Tannenbaum v. Tannenbaum, 208 Conn. App. 16 (2021) (clarification versus modification of prior order)
Officially released September 28, 2021.
In Short: The 1%, with their nannies, drivers, private jets and “many homes” have ample funds with which to argue the very finest points of clarification versus modification to the Appellate Court. This decision (2-1 with a dissenting opinion) ruled in favor of upholding the trial court’s order as a clarification on a close call with very low stakes for everyone involved.
The parties were divorced in 2017. In a post-judgment modification in 2018, the trial court entered orders that the three-year-old child’s parent was “to accompany him on air travel, whenever possible, unless emergency circumstances arise that would cause the child to miss entirely his alternate weekend parenting time with [Husband]…. Thus, if work, family or health related circumstances arise such that [Husband] is unable to accompany the child at all times via air travel, then the nanny and driver … are reasonable substitutes to step in, on an emergency and limited basis only …” Additional language in the decision referred to “health/work/other family emergency or commitment.”

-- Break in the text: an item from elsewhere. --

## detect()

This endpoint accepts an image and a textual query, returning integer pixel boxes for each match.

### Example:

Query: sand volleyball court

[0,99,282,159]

Wife filed a motion for contempt alleging that Husband had violated the 2018 order on five occasions in one year. The trial court denied Wife’s motion for contempt, finding that Husband had violated the order, but not willfully so. The trial court ordered Husband “to abide strictly with the court’s orders henceforth requiring him to be the person who travels by air with the child except in the case of emergency, not his convenience.”
Husband appealed, arguing that the court’s order improperly modified the existing travel related orders by requiring him to accompany the minor child on any airline travel, except in case of emergency. Husband argued that (1) the trial court’s order constituted a modification because the prior order permitted the child’s nanny or driver to accompany the child on air travel when he had health, work or other family commitments, and (2) that no finding of a substantial change in circumstances was made, no finding that the existing order was no longer in the child’s best interests was made, nor was any finding made that the modification was in the child’s best interest.
With plenary review as to the construction of judgments, the Appellate Court determined that the trial court clarified, rather than modified the trial court’s prior order. Husband’s interpretation that the exception was intended for any “work, family or health related circumstances…” without reference to an emergency conflicted with the plain language of the prior order. The trial court’s order was intended to clarify the limited nature of the exceptions in the prior order, rather than modify it. There was no alteration of the meaning or substantive terms of the order.
The Judgment was affirmed.
Judge Devlin issued a dissenting opinion. Judge Devlin read the prior order as permitting the nanny or driver to accompany the child in circumstances beyond emergencies, particularly noting the “family emergency or commitment” language. Judge Devlin stated that emergencies are unforeseen and require immediate action whereas commitments are promises of future conduct. Judge Devlin argued that the new order removed the “commitment” aspect of the prior order, and, therefore, modified it, and did so without finding a substantial change in circumstances or making findings as to the best interests of the child.